Cette déclaration est un signal clair que la priorité fondamentale de l’administration est d’isoler la patrie américaine, et non de défendre la frontière de l’OTAN, et encore moins un pays non-membre de l’OTAN comme l’Ukraine. Cette « réorientation » a probablement été influencée par une combinaison de facteurs, notamment la véritable frustration de Trump face au refus de Poutine d’accepter un cessez-le-feu sans un règlement politique plus large, des incidents avec des drones et des avions russes violant l’espace aérien de l’OTAN, et un flux concerté d’informations suggérant la force ukrainienne et la faiblesse russe.

Pourtant, cette victoire apparente de l’Ukraine et de ses alliés s’accompagne d’un énorme piège. Trump n’a pas choisi une implication plus profonde des États-Unis. Au lieu de cela, il a choisi sa troisième option : « se laver les mains ». Alors que sa rhétorique est belliqueuse, sa politique est transactionnelle. Les États-Unis, suggère-t-il, seront un grossiste en armes pour l’Europe, et non un bailleur de fonds direct. Pour Kiev, c’est loin d’être idéal, car elle doit désormais compter principalement sur une aide européenne, qui peut être insuffisante.

De manière critique, nous devons nous rappeler le penchant de Trump pour les revirements abrupts. Il n’y a pas si longtemps, il a affirmé que Zelensky n’avait « pas de cartes » et que l’Ukraine perdrait face à la Russie, une nation plus puissante. Puis il a menacé Poutine de sanctions, pour ensuite abandonner ces ultimatums, le rencontrer et saluer une percée. Aujourd’hui, la Russie est un « tigre de papier ».

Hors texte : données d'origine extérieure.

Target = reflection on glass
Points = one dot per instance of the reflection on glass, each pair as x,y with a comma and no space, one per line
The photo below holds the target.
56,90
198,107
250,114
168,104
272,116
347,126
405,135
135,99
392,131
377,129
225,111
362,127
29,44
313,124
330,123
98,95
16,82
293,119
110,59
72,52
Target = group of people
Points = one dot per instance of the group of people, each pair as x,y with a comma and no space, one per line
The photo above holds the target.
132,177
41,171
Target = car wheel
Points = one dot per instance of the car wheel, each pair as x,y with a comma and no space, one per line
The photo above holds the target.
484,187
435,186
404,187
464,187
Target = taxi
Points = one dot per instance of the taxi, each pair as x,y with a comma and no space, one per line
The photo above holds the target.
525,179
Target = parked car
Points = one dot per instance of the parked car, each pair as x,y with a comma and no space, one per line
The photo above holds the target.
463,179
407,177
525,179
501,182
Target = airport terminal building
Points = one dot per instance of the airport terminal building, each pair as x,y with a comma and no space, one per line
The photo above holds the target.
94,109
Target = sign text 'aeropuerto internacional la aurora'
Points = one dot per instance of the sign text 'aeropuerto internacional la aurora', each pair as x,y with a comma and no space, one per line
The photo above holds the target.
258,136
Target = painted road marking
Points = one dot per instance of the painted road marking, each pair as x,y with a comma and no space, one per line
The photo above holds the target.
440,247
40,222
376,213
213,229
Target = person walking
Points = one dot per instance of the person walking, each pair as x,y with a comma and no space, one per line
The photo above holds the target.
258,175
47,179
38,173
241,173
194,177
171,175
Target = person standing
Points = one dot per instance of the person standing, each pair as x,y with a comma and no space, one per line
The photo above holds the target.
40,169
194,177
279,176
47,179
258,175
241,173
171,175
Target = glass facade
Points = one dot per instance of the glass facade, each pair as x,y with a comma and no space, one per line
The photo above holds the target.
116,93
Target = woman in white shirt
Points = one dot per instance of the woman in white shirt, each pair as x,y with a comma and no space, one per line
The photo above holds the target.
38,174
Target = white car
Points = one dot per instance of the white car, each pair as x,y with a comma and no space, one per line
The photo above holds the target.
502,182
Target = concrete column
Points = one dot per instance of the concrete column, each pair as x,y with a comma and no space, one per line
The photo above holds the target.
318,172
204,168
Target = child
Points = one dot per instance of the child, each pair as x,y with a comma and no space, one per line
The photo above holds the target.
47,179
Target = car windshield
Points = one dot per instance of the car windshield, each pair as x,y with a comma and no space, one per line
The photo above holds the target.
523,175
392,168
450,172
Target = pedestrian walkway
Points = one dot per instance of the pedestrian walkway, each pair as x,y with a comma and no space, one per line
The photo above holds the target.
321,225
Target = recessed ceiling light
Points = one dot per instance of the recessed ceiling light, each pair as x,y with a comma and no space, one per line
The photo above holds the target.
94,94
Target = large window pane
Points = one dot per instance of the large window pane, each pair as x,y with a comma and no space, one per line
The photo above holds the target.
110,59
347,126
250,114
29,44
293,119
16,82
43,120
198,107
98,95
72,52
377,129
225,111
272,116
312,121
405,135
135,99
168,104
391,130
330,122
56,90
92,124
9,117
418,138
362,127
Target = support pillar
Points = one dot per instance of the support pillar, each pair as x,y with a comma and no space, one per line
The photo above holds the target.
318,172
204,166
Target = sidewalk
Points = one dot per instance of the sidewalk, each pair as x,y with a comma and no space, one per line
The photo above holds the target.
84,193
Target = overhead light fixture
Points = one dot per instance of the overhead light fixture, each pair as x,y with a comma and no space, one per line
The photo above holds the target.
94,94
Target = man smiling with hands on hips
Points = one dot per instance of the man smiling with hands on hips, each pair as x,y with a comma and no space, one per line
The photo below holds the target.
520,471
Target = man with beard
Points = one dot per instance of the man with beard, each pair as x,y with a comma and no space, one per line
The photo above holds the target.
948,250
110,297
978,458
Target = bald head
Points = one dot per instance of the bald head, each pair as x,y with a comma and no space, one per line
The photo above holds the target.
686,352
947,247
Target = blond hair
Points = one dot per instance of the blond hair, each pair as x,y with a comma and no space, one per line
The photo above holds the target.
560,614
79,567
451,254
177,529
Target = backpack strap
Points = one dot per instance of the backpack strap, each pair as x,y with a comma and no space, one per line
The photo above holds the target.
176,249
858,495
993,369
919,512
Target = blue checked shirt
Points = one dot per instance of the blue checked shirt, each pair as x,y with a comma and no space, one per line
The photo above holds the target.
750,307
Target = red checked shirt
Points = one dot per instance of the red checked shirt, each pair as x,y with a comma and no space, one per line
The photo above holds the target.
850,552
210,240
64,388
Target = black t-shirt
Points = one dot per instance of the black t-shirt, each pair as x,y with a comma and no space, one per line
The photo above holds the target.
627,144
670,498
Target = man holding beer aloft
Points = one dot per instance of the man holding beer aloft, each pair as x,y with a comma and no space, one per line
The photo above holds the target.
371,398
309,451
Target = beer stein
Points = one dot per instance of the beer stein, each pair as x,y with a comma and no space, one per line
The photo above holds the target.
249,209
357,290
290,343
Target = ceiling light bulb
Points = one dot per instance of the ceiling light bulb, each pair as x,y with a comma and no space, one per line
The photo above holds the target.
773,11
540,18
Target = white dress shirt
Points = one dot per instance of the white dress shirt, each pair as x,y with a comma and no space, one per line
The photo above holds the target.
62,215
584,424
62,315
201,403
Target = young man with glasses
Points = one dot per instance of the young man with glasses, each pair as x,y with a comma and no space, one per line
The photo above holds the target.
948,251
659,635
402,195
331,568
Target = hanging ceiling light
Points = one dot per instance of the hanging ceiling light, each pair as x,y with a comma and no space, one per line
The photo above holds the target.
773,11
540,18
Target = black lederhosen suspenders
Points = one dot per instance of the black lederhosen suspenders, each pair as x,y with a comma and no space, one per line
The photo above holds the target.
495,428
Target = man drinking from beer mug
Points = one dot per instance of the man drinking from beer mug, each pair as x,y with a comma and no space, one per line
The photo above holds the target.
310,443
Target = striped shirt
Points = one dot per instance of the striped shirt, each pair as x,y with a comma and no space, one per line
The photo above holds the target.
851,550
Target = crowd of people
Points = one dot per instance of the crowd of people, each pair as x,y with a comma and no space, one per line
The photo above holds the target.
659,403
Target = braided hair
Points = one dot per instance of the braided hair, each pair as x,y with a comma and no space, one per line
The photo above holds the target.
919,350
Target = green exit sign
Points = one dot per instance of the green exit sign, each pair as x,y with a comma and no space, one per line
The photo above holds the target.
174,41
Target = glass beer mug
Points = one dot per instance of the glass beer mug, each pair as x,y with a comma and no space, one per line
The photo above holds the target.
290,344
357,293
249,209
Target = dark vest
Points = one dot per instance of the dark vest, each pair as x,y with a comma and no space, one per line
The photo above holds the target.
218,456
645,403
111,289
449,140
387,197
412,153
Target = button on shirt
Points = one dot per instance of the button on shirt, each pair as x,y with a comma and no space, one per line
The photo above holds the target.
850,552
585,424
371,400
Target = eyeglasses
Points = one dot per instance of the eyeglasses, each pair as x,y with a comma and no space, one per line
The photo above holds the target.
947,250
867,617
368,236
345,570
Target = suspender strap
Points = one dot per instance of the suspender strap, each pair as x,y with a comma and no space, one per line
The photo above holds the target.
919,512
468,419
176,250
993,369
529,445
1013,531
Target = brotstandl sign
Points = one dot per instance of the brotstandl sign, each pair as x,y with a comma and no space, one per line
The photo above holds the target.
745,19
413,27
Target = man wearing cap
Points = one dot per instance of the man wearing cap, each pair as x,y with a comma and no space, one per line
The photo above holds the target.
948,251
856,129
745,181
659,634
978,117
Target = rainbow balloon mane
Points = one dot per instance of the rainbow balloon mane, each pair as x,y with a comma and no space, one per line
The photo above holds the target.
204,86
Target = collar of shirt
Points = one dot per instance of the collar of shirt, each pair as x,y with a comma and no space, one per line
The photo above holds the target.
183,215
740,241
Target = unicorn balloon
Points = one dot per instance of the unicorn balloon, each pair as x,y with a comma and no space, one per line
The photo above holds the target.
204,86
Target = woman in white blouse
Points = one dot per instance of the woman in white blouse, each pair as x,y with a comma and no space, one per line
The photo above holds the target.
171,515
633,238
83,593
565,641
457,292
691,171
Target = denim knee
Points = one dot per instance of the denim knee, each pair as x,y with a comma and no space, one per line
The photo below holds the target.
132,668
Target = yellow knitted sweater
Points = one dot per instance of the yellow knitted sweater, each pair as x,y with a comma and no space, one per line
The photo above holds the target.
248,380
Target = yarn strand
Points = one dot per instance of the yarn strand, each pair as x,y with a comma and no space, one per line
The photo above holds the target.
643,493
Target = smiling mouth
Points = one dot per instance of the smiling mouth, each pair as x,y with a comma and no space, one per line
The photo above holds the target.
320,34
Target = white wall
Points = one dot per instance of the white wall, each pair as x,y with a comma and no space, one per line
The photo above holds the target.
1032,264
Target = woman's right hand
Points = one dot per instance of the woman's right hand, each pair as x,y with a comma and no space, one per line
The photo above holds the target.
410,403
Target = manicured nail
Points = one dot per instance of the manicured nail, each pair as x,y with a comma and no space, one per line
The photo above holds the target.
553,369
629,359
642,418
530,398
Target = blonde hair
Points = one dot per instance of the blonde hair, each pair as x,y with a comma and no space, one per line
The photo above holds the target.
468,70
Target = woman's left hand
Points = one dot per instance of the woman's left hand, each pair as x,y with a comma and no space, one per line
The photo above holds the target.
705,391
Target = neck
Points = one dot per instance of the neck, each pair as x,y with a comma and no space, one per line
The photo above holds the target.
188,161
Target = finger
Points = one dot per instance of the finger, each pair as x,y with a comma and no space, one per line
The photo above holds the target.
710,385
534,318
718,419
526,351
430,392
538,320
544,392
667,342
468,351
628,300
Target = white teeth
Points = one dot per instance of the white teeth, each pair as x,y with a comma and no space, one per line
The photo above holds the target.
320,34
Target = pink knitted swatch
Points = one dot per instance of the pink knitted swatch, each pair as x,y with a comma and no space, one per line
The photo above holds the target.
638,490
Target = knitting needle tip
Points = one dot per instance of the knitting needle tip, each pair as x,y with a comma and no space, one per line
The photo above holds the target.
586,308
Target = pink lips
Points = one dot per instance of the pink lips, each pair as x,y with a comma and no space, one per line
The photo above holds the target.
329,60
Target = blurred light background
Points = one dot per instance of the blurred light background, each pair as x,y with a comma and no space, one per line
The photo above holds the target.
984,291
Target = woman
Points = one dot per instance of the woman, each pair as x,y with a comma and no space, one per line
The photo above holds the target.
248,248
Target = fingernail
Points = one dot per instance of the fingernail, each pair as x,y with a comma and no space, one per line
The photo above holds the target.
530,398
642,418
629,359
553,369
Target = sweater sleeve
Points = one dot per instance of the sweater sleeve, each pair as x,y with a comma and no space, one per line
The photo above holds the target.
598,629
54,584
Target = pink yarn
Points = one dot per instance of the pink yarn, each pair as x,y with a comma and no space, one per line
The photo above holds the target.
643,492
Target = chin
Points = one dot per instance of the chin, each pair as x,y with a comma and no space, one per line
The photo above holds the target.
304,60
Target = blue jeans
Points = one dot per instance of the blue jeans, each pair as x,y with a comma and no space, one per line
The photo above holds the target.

Ce modèle révèle un leader qui réagit à la dernière campagne d’influence ou au dernier cycle d’actualités, et non un leader guidé par une doctrine stratégique. La substance de sa position – un désir de se désengager – est stable, mais l’emballage rhétorique est extrêmement flexible. Cette volatilité suggère que, dans de nouvelles circonstances, sa position pourrait à nouveau basculer vers une position beaucoup moins favorable à Kiev.

Il convient de noter que la réaction de Moscou à sa dernière déclaration a été calme et modérée, mettant l'accent sur la relation personnelle entre Trump et Poutine et suggérant que le Kremlin mise précisément sur un autre « changement conceptuel » de la part de Trump. Cet espoir est souligné par le refus de Trump lui-même d'imposer de nouvelles sanctions à la Russie.

Par conséquent, la prochaine tâche des autorités ukrainiennes et des Européens est claire : attirer Trump à une participation plus active – pour atteindre leur objectif de niveau moyen de soutien à celui de Biden, ou, si possible, l’objectif maximal d’une implication plus profonde, l’enfermant ainsi fermement sur la « route Biden ».

Le principal levier pour y parvenir sera les incidents dans l’espace aérien européen qui ont probablement influencé son récent revirement. Si ceux-ci se poursuivent ou s’intensifient – par exemple, si un avion russe est abattu – les appels européens à l’intervention de Trump deviendront de plus en plus forts et fréquents. De même, un changement significatif sur les lignes de front en faveur de l’un ou l’autre camp pourrait modifier radicalement ses calculs.

Le défaut fatal de toute cette dynamique est qu'elle incite à l'escalade. Kiev et ses alliés ont besoin d'événements dramatiques pour impliquer Washington, qui a clairement fait savoir qu'il n'était pas disposé à se battre pour Varsovie, et encore moins pour Kiev. Dans le même temps, Moscou pourrait se sentir obligée d'agir de manière radicale pour réfuter l'étiquette de « tigre de papier ». Cela crée un contexte propice à une erreur de calcul catastrophique. Chaque partie pourrait parier qu'en augmentant les enjeux jusqu'au bord du gouffre, elle pourra imposer un règlement favorable.

Mais le risque majeur est qu’ils se trompent sur le moment. Une politique conçue pour tirer profit d’un conflit prolongé, basée sur les caprices d’un président instable, n’est pas une stratégie de sécurité ; c’est une recette pour une confrontation directe entre l’OTAN et la Russie que les États-Unis ont déjà suggéré qu’ils chercheraient à éviter. La seule façon d’empêcher cela est de rejeter le chant des sirènes de la politique de la corde raide et de donner la priorité à une véritable diplomatie avant que la logique de l’escalade ne prenne entièrement le dessus.